Fraunhofer IIS - The focus of this tech blog is on SoC FPGAs. These are system-on-a-chip solutions that integrate programmable hardware structures of an FPGA alongside processor cores that are often based on ARM technology. Typically, part of these FPGA structures can be used to implement hardware accelerators. These reduce the load on the software running on the integrated processor and lead to faster results. The question arises as to whether energy can be saved by using these hardware structures?
The term hardware virtualization is not yet familiar. This type of virtualization presupposes that hardware can be changed during operation. FPGAs that can be partially reconfigured during operation support this process well. With this type of virtualization, a software container contains programming information for various hardware structures in addition to software components. These are loaded into selected areas of the FPGA as required. It should be noted that this is not a pure hardware solution. A co-processor requires a proxy in software that supplies the hardware with data and retrieves the result of the calculation.
An application interface to the FPGA is required for HW virtualization. This API can be used by the processor to program sub-areas within the FPGA or to transfer and read data to the hardware structure. Furthermore, an interface between the software in the container and the FPGA API is used.
The actual applications work in the virtualized container environment of the processor. When a container is started, a management software retrieves information as to whether sufficient space is available in one of the partial areas in the FPGA for the associated hardware implementation. If this is the case, the HW design is loaded into the FPGA. If there are not enough resources available, a software component with the same functionality stored in the container is started instead.
In order to evaluate the results of HW virtualization, a test design was created in the form of a neural network as a typical representative of a co-processor. Various implementations were then tested for their performance and energy efficiency. The results are shown in the diagram below.

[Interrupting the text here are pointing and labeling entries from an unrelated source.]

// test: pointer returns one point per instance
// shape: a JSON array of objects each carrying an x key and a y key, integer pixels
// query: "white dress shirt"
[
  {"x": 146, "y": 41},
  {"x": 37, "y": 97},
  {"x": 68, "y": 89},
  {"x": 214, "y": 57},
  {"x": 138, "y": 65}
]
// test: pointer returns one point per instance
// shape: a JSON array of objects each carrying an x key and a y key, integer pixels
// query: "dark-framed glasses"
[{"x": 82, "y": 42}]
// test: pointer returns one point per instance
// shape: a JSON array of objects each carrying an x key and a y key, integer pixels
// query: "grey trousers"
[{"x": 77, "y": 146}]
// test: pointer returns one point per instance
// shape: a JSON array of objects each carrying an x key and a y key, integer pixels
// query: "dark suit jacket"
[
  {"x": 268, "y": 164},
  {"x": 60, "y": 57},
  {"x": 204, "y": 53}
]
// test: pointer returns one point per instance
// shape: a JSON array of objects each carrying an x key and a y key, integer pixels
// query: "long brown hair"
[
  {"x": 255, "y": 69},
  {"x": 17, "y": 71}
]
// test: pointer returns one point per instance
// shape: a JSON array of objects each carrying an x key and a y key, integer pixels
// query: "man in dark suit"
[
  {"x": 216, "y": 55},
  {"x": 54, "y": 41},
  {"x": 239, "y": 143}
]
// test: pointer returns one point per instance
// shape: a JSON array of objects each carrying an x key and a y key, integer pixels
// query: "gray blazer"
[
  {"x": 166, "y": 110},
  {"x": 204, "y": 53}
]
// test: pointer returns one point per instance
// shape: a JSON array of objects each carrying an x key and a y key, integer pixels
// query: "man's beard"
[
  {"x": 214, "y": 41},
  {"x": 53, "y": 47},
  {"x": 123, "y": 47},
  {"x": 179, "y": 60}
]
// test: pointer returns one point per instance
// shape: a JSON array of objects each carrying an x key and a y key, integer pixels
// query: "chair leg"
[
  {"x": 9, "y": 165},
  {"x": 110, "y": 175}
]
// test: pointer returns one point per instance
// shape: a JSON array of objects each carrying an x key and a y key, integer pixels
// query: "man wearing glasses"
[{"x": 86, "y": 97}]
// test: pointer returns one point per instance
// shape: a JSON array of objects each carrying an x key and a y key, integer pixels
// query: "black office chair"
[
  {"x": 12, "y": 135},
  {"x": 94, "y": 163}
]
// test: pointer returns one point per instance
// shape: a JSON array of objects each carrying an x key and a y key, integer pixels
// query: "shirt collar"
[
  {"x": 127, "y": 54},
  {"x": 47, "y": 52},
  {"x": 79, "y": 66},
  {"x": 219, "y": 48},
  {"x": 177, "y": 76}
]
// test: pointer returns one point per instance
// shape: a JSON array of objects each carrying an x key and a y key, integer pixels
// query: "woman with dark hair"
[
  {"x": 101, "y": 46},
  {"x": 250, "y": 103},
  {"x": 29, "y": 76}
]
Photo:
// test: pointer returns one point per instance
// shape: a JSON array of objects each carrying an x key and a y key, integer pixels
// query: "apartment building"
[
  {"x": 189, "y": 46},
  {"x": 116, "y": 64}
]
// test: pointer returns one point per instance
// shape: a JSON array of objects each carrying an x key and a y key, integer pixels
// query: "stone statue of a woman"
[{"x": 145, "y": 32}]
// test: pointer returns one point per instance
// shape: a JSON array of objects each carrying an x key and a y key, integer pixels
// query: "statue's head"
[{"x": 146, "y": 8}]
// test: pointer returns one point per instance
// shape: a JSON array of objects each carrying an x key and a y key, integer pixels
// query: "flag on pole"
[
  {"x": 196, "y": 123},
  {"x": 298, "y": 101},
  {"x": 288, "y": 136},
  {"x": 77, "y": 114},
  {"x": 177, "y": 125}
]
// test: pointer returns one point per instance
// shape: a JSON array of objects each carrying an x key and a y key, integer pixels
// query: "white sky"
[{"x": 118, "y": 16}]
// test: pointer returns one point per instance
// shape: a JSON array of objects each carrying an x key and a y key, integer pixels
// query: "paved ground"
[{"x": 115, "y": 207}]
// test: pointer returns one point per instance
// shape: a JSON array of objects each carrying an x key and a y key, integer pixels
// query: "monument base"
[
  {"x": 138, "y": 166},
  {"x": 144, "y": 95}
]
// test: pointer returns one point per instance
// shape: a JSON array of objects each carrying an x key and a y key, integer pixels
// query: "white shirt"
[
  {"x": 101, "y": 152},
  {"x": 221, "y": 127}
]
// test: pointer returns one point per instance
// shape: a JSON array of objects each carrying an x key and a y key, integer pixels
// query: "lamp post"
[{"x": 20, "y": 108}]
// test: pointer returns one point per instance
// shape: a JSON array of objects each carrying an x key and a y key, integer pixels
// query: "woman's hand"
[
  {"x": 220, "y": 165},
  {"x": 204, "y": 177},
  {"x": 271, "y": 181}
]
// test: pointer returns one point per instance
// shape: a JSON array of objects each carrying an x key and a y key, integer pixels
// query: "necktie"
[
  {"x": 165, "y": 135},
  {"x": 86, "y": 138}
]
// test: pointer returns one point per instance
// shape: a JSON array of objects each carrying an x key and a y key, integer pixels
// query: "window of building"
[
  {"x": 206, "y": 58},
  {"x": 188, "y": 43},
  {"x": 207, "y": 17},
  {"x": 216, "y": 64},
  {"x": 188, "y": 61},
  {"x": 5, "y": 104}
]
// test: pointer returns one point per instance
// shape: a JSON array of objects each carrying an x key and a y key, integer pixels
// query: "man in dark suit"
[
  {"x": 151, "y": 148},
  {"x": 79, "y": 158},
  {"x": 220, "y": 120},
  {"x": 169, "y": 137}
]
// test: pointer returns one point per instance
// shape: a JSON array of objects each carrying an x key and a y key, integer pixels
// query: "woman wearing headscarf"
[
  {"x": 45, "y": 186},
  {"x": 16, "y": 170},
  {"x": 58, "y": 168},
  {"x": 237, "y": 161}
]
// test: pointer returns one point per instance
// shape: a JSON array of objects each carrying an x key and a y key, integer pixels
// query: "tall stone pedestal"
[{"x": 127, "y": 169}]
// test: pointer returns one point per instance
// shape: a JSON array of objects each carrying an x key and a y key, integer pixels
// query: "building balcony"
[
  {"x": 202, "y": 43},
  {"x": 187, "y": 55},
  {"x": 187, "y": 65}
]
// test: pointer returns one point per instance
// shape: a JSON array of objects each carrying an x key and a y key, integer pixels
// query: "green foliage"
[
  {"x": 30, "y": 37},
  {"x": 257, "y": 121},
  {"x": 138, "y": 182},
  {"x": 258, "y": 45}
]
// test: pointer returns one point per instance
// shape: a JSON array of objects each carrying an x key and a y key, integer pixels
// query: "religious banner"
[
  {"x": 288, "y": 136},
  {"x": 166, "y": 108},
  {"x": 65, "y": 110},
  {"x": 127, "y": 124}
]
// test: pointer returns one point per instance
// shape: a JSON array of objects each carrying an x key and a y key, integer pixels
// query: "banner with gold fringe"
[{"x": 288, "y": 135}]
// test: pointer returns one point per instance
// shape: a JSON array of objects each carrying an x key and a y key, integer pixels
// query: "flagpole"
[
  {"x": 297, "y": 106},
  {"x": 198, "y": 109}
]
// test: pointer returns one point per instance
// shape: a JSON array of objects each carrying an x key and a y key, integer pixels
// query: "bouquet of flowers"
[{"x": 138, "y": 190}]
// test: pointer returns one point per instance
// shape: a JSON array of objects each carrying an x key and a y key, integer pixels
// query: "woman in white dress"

The first two solutions in the diagram show two pure software implementations of the neural network: a non-optimized version written in the C programming language and a second version that uses optimized NEON code for ARM processors. The blue bars represent the execution speed, the red bars the energy consumption for the execution of the neural network over 10,000 complete runs, and the green bars the total energy consumption including the static energy consumption for each solution. Even the use of optimized C code leads to a significantly more energy-efficient and faster implementation. In comparison, the use of a hardware accelerator enables additional dynamic energy savings by a factor of 5.